Chris Weidman Vows to Earn Anderson Silva’s Respect at UFC 162

On July 6, undefeated Chris “The All-American” Weidman will challenge the Ultimate Fighting Championship’s middleweight champion, Anderson “The Spider” Silva, for the promotion’s 185-pound division’s belt.

The two will headline the UFC 162 fight card at the MGM Grand Garden Arena in Las Vegas, Nev.

Even though Weidman (9-0-0, 3 KOs) will be competing against a man many experts proclaim is the greatest fighter in the history of mixed martial arts in Silva (33-4-0, 20 KOs), “The All-American” refuses to give in to fear or doubt. He’s confident that he’ll at the very least earn Anderson’s respect when it’s all said and done.

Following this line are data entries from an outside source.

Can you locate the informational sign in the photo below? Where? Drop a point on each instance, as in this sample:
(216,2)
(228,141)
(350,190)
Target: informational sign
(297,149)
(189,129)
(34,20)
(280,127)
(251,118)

“I’m a really bad matchup for him, and I’m a tougher opponent that some people might understand,” Weidman said during a UFC 162 pre-fight interview. “I’m a pressure based fighter. I’m going to be walking forward, using my length, mixing it up between my takedowns and my punches. I’m not going to be moving backwards too much. He’d be a fool not to respect me as a fighter. On July 6, he’s going to respect me as a fighter.”

For Weidman to even have a remote chance against Silva, he’ll need to rely heavily on his wrestling.

Striking with the Anderson has never worked out well for anyone who’s faced him in the UFC, and as accomplished as Weidman is a submission grappler, it’s highly unlikely that he’ll be able to realize what considerably more seasoned grapplers like Demian Maia and Travis Lutter weren’t able to: submit Silva.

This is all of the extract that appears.